Esses valores mudam bastante de cidade para cidade. Em Lisboa, o valor de referência para 2026 / 2027 é de 500 euros por mês. No Porto, chega aos 419 euros, em Coimbra, aos 338 euros e em Braga, aos 340 euros. No extremo inferior está Mirandela, com 260 euros mensais.
Mesmo que não tenhas bolsa de estudo, podes continuar a receber apoio para alojamento, desde que já tenhas direito a esse complemento. A diferença é que, em 2026 / 2027, o valor máximo passa a depender do concelho onde estudas, ou seja, as cidades com alojamento mais caro têm limites de apoio mais elevados.

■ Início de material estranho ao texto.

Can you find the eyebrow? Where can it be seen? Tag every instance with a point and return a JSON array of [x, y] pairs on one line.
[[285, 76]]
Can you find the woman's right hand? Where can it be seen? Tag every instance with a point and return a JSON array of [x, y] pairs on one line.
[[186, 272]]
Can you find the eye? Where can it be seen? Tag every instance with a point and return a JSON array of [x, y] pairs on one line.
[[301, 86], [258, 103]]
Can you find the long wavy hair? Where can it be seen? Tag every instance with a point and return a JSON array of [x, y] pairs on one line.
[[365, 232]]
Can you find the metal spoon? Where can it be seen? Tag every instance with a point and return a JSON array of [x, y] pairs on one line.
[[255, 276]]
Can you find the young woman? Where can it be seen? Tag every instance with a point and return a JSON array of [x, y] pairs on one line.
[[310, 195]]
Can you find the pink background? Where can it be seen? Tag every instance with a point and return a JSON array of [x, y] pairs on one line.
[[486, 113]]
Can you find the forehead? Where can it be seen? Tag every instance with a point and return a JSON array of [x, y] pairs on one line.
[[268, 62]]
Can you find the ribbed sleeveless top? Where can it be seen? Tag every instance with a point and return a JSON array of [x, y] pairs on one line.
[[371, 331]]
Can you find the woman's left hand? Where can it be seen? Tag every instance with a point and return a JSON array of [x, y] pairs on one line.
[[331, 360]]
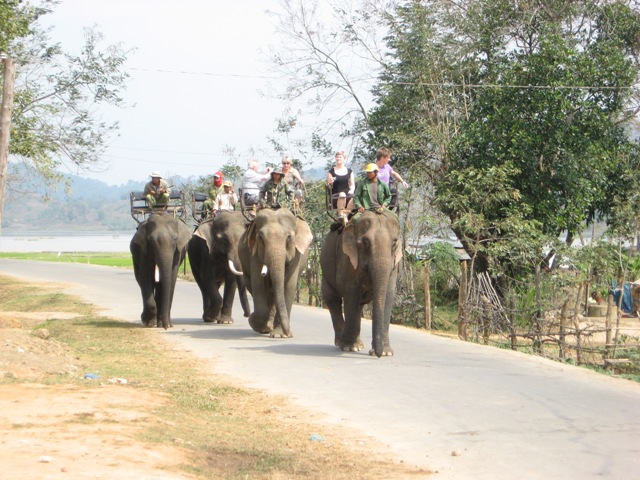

Quando decorrem as candidaturas para as bolsas de estudo 2026 / 2027?
O prazo geral de candidatura à bolsa de estudo decorre entre 14 de agosto e 2 de outubro de 2026. Se te inscreveres no ensino superior antes de 2 de outubro, tens sempre pelo menos 20 dias úteis após a inscrição para apresentar o pedido, mesmo que esse período termine depois daquela data.
Também é possível apresentar candidatura mais tarde, entre 3 de outubro e 31 de maio, mas, nesses casos, o valor atribuído é proporcional ao período que resta entre o mês seguinte ao pedido e o final do período letivo.
Se estás a candidatar-te pela primeira vez, o processo é feito online na plataforma BeOn. Quem já estiver matriculado pode pedir a bolsa junto da instituição de ensino superior.
Afinal, quanto se recebe na bolsa de estudo?
Não existe um único valor de bolsa de estudo para 2026/2027 que se aplique a todos os estudantes. Durante este ano de transição, o montante da bolsa normal continuará a depender das regras do regime anterior e da situação económica e académica de cada candidato.
O que já podes saber com valores concretos é que a nova bolsa de incentivo será de 1.074,26 euros, enquanto um bolseiro deslocado terá direito a um complemento de alojamento de cerca de 161,14 euros mensais. Este valor poderá ser reforçado quando não houver vaga numa residência, até ao valor de referência definido para o concelho.
Por isso, se vais pedir bolsa este ano, o mais importante é não assumires que todo o sistema mudou. O ano letivo 2026/2027 é apenas de transição. Confirma se tens direito à nova bolsa de incentivo, verifica se podes ser considerado estudante deslocado e presta especial atenção ao apoio ao alojamento, porque são precisamente estas as áreas em que as novas regras já começam a fazer diferença.